On Wednesday afternoon in San Francisco, White Sox manager Robin Ventura channeled his inner Lou Pinella after the worst rule in the history of baseball gave the Giants a free run, contributing to San Fran's 7-1 victory over Chicago.
This is your standard baseball play. A runner on third with less than two outs (in this case Gregor Blanco)...the batter hits a ground ball to 1st...the fielding 1st baseman (in this case Jose Abreu) comes home to get the charging runner...the runner is tagged out by the catcher (in this case Tyler Flowers).
Things in baseball aren't so simple anymore.
I loved Robin Ventura as a player and I also like him as a major league manager. The White Sox have some key pieces in place to build something strong and I hope the Chicago management team has patience with him to keep him around for the long haul.
But back to the reaction...great job by Ventura by kicking dirt all over home plate. Major League umpires take great pride in keeping home plate clean, and this move is a direct slap in the face to the boys in blue. The dirt kicking protest was, of course, make famous by former big league manager Lou Pinella but has become a go-to move for managers everywhere.
As for the rule in question with this White Sox/Giants game on Wednesday, plain and simple...it's absolutely ridiculous.
When Major League Baseball banned the home plate collision during the off-season they attempted to put another rule in place the give the base-runner a better chance of scoring on close plays. They took away the runner's ability to knock the ball loose, so at the same time they decided to take away the catcher's ability to block home plate and impede the runner in any way.

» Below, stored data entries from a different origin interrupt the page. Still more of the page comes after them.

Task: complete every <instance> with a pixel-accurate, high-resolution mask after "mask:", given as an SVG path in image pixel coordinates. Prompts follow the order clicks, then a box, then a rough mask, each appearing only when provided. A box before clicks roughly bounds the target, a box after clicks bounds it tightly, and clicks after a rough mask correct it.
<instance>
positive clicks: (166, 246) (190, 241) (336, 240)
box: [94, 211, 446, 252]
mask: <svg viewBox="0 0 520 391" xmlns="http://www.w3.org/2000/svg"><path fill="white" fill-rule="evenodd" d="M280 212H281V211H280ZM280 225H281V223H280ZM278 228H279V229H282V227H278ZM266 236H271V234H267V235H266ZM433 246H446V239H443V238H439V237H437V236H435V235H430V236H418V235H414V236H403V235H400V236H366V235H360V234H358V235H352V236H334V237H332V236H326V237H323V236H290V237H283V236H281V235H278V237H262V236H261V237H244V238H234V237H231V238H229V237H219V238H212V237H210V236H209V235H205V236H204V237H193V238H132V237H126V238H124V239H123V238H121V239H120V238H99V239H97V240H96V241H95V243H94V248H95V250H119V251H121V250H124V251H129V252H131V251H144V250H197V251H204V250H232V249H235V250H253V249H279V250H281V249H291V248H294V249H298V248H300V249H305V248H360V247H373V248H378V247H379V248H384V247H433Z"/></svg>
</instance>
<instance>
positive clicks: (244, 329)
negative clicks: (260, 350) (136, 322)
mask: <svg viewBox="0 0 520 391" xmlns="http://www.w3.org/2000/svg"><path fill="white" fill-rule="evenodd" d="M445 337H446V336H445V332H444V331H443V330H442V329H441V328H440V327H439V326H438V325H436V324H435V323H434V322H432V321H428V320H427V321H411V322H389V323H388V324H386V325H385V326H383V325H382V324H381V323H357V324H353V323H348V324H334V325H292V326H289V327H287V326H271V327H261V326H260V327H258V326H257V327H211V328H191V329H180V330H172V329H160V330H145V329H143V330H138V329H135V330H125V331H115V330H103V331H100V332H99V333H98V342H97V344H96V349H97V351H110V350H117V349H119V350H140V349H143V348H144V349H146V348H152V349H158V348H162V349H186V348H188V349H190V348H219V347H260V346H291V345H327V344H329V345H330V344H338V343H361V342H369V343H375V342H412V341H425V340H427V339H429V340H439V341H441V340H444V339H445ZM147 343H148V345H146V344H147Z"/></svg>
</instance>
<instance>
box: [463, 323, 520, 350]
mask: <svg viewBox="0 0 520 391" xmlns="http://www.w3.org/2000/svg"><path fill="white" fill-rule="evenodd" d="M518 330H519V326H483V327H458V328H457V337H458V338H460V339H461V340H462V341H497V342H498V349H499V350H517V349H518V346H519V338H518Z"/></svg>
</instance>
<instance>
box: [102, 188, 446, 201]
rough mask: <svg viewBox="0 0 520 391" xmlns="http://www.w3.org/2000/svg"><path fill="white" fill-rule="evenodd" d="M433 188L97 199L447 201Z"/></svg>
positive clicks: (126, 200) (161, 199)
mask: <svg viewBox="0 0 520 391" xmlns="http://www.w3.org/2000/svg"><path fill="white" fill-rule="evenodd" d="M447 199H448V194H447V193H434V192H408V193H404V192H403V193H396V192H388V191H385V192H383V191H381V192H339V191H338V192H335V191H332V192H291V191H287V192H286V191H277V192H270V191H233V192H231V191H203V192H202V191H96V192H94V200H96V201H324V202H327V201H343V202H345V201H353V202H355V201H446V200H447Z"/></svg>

The problem is that the rule is being called inconsistently, the catchers have been trained their entire careers (since they were five-years old) how to properly catch a throw from a fielder and that involves putting their left leg in the right-hand batter's box, and the instant replay system is adding an even more unfair wrinkle into the issue.
Major League Baseball will say that catchers simply have to adjust and get used to not being able to impede the runner in any way, but that's not baseball. It's not fair to expect a catcher to stand in front of home plate and attempt to tag a runner with a swipe tag.
If I were a third base coach right now I'd be waving everybody home. 9 times out of 10 the catcher is going to do something that the replay official will decide is now illegal.
Hopefully, Selig and his competition committee will look at the rule in the off-season...I just hope it doesn't rear it's ugly head during the playoffs and cost a team a series.